Lesson 8: Chi-Square Test for Independence

Overview Section

Let's start by recapping what we have discussed thus far in the course and mention what remains:

The fundamentals of the sampling distributions for the sample mean and the sample proportion.
We illustrated how these sampling distributions form the basis for estimation (confidence intervals) and testing for one mean or one proportion.
Then we extended the discussion to analyzing situations for two variables; one a response and the other an explanatory. When both variables were categorical we compared two proportions; when the explanatory was categorical, and the response was quantitative, we compared two means.
Next, we will take a look at other methods and discuss how they apply to situations where:
- both variables are categorical with at least one variable with more than two levels (Chi-Square Test of Independence)
- both variables are quantitative (Linear Regression)
- the explanatory variable is categorical with more than two levels, and the response is quantitative (Analysis of Variance or ANOVA)
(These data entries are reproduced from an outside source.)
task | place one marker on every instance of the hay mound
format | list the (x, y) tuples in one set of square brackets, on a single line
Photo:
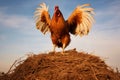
[(71, 66)]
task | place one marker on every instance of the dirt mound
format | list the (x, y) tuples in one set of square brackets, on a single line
[(71, 66)]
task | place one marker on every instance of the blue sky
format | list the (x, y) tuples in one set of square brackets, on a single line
[(19, 36)]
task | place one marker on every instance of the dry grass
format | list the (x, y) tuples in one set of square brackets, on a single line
[(71, 66)]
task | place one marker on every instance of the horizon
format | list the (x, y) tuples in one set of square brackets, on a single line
[(19, 36)]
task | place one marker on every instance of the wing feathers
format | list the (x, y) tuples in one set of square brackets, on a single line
[(42, 18), (83, 21)]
In this Lesson, we will examine relationships where both variables are categorical using the Chi-Square Test of Independence. We will illustrate the connection between the Chi-Square test for independence and the z-test for two independent proportions in the case where each variable has only two levels.

Going forward, keep in mind that this Chi-Square test, when significant, only provides statistical evidence of an association or relationship between the two categorical variables. Do NOT confuse this result with a correlation which refers to a linear relationship between two quantitative variables (more on this in the next lesson).

The primary method for displaying the summarization of categorical variables is called a contingency table. When we have two measurements on our subjects that are both categorical, the contingency table is sometimes referred to as a two-way table.

This terminology is derived because the summarized table consists of rows and columns (i.e., the data display goes two ways).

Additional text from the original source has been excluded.